Musibah dan Kepekaan Sosial
Hasani Ahmad Said
Dosen Syariah IAIN Lampung, kandidat doktor UIN Jakarta
Opini, Lampung Post, Sabtu, 6 Nov 2010
Beberapa tahun belakangan ini, Indonesia diguyur musibah beruntun yang tak henti-hentinya. Bencana besar kembali datang menegur bangsa. Dimulai sejak tsunami Desember 2004 lalu yang menghantam Aceh, nyaris setiap tahun Indonesia mengalami bencana alam. Pada 2010 ini kembali banjir bandang menimpa Wasior, Kabupaten Teluk Wondama, Papua Barat, dengan korban jiwa 100 orang lebih.
Beberapa pekan terakhir, tidak henti-hentinya berita tentang musibah dan bencana dalam skala besar, mulai dari banjir bah di Wasior, Gunung Merapi meletus, gempa dan tsunami di Mentawai dan tampaknya bencana seperti ini tidak ada henti-hentinya.
Ini semakin membuktikan ada yang salah dengan bangsa ini, jujur rakyat sudah begitu penat melihat dagelan atau panggung sandiwara para elite politik.

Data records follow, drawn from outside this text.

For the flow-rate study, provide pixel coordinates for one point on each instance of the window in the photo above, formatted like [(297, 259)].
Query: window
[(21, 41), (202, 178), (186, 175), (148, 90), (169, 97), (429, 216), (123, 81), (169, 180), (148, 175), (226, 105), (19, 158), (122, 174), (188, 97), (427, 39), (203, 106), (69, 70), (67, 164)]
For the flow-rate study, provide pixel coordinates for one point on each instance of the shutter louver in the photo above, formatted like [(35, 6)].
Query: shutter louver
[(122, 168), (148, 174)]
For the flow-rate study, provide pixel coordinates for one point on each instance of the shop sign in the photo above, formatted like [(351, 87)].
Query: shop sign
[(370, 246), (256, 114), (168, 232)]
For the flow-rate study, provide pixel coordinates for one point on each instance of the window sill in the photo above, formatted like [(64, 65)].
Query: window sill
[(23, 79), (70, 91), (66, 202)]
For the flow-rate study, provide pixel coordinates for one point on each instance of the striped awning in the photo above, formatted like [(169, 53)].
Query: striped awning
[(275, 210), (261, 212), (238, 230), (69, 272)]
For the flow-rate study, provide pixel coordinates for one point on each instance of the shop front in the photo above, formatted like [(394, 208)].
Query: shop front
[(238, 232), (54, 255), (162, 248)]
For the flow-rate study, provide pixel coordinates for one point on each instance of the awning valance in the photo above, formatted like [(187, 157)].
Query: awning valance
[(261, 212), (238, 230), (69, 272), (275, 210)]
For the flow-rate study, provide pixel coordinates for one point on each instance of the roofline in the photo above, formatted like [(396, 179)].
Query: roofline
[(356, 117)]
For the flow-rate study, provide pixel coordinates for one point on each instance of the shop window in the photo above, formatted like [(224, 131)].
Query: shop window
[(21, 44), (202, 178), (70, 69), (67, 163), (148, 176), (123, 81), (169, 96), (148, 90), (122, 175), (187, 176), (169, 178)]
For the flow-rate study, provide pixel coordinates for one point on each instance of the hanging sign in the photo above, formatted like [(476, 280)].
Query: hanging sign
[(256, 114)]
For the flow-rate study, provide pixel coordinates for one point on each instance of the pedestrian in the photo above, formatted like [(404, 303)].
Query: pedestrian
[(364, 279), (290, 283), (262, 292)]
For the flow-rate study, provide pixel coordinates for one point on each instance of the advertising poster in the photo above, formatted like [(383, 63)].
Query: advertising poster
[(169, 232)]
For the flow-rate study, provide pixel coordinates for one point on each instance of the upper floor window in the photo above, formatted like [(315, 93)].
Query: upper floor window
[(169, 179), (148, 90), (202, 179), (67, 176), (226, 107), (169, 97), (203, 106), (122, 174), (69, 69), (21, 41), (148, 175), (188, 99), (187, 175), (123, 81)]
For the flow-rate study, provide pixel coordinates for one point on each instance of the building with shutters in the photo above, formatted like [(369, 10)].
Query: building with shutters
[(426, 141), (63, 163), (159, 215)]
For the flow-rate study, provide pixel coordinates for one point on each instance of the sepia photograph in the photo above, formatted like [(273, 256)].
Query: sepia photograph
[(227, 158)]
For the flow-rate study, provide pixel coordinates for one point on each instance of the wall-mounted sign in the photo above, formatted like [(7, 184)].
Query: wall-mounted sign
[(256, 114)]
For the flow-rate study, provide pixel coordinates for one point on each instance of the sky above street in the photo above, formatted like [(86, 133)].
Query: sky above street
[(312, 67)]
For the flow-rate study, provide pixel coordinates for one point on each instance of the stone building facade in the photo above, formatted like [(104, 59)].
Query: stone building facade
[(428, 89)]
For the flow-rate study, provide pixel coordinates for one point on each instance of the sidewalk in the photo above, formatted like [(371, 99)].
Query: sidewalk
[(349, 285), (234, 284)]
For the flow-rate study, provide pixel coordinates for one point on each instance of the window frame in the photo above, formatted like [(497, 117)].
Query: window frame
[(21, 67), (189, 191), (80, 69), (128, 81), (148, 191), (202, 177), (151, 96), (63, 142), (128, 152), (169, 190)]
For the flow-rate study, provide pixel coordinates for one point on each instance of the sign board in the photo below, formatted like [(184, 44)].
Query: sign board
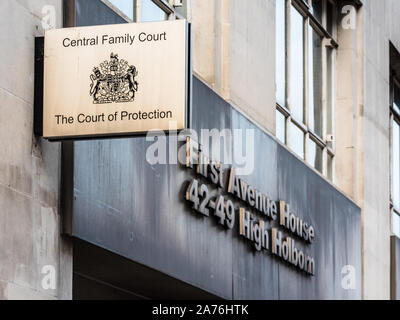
[(115, 79)]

Sepertinya, inilah para elite politik terburuk yang pernah ada di Indonesia, ya mereka ternyata sudah buta dan peka terhadap apa yang menjadi keinginan masyarakat serta dalam mengayominya.
Sebagian besar masyarakat kita berduka atas semua kejadian yang terus-terusan beruntun menimpa kita, entah apa yang salah. Di saat kita mulai berbenah atas kejadian sebelumnya ternyata Tuhan sudah memperingatkan kita kembali dengan musibah lainnya.
Pelajaran itu sangat signifikan untuk diangkat karena fenomena yang menggejala akhir-akhir ini memperlihatkan kecenderungan menguatnya sikap arogan dan egois pada beberapa elemen bangsa. Mereka terjebak ke dalam keangkuhan untuk menundukkan orang dan kelompok lain di bawah keinginan dan kepentingan kita sendiri. Dalam bingkai itu, mereka menentukan kebenaran dan kebatilan berdasarkan kriteria subjektivitas yang mereka bangun.
Wajar dan bersyukurlah kita melihat begitu banyaknya pihak yang bersegera mengulurkan tangan dengan memberikan aneka bentuk bantuan. Dan sudah barang tentu bantuan yang paling minim tetapi sekaligus paling bermakna ialah bantuan doa.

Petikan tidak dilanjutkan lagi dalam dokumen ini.